The response to this stunt was remarkable, at least from my Twitter perch. When the news broke that he’d started watching (the still unreleased) Man Down on Tuesday around noon, the response from the Internet was largely, “Oh, this guy again,” which is exactly what I said. But as the days wore on, gifs started to appear of LeBeouf laughing, or crying, or (at one point) catching some zzzs during Transformers. He reportedly ordered pizza and shared it with some people in the seats nearby. Several of my own students waited in line for seven hours to sit in the theater with him for an additional three. By Thursday afternoon, responses had turned to genuine affection, as we hovered ’round the browser and watched Shia crack up at his Even Stevens-era self.
And why not? We weren’t just watching a guy watch himself. We were watching a guy watch things we, too, had seen (and who among us doesn’t harbor affection for Louis Stevens) but for the most part only dimly remember.

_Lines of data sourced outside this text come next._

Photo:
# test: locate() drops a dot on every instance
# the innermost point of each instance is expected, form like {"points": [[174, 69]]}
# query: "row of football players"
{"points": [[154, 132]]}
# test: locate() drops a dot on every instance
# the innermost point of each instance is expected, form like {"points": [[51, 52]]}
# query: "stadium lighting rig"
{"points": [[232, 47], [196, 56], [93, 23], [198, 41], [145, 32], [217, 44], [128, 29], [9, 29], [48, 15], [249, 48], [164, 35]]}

We had gone on a weird little reverse journey into the past with him, a massive backward Boyhood filtered through his actual image and our memory of his image. We recalled who we were when we saw (or deigned to see) the movies he was acting in then, and now watching. The sheer endurance involved in his experience (physical and emotional) led to something like affection on our part and outright joy on his.

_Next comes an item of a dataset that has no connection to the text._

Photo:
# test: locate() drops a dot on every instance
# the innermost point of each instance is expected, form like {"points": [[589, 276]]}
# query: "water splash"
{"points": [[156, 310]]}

Like I said, it’s probably a coincidence that during the same stretch of time, a bunch of cinephiles, hardy or foolish or both, were spending $50 plus popcorn money to sit in a theater for 13 hours for Jacques Rivette’s 1971 film OUT 1: Noli me tangere. I was one of them, perching dead center for all eight “episodes” of the film over two days. In the sprawling narrative, two different Parisian theater groups are rehearsing plays by Aeschylus (Seven Against Thebes and Prometheus Bound), while one young deaf-mute man panhandles and a bewitching young women swindles. Also there’s some kind of conspiratorial group modeled on the “Thirteen” of Balzac’s novels.

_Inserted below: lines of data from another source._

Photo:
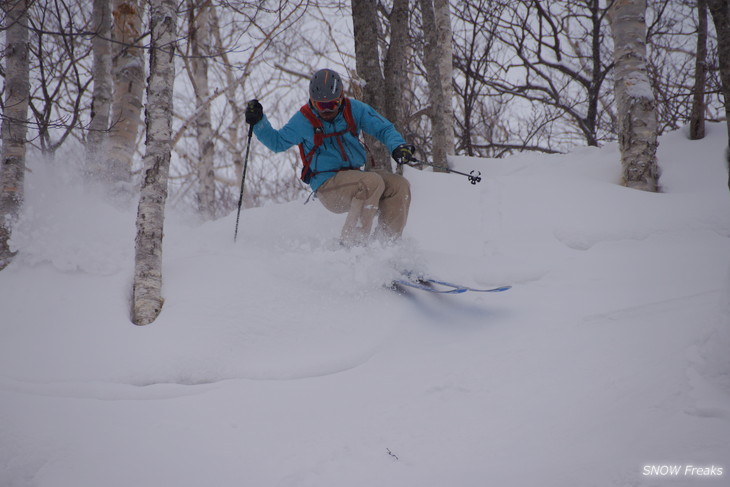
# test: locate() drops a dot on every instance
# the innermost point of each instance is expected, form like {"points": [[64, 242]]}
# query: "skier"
{"points": [[327, 131]]}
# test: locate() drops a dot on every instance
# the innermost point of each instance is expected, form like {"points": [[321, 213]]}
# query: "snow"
{"points": [[281, 361]]}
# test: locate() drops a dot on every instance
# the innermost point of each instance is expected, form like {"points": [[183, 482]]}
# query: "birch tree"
{"points": [[636, 105], [102, 96], [366, 29], [697, 116], [147, 288], [720, 10], [128, 80], [199, 42], [438, 60], [14, 121]]}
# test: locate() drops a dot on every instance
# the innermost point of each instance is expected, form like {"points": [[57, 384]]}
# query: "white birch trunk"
{"points": [[14, 123], [366, 26], [439, 66], [128, 77], [636, 105], [237, 114], [102, 95], [200, 43], [147, 298]]}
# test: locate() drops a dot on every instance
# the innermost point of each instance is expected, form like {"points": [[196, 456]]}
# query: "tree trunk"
{"points": [[200, 44], [147, 289], [128, 76], [365, 24], [720, 10], [636, 104], [395, 74], [234, 128], [102, 96], [697, 117], [14, 123], [439, 66]]}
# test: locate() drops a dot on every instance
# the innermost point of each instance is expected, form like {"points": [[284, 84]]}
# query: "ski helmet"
{"points": [[325, 85]]}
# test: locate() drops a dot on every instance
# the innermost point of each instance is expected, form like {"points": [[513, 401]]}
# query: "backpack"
{"points": [[320, 136]]}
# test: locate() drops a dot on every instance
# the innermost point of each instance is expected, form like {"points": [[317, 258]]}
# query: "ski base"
{"points": [[441, 287]]}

Most of the first installment consists of the Prometheus group engaging in a big, loud, moaning-and-mud-slinging acting exercise that begins with pairs mirroring one another’s actions and ends (a lot later) in a pantomime of a pagan ritual. There’s other stuff going on, but this sets the tone. We’re not here to engage with an epic plot so much as settle down into the slow rhythm of real time, to live with characters over a long period. Most of the characters are actors, conscious always of being watched (and trying not to be). And those characters are played by real actors who know they’re in a film. So we’re several layers deep, as audience members.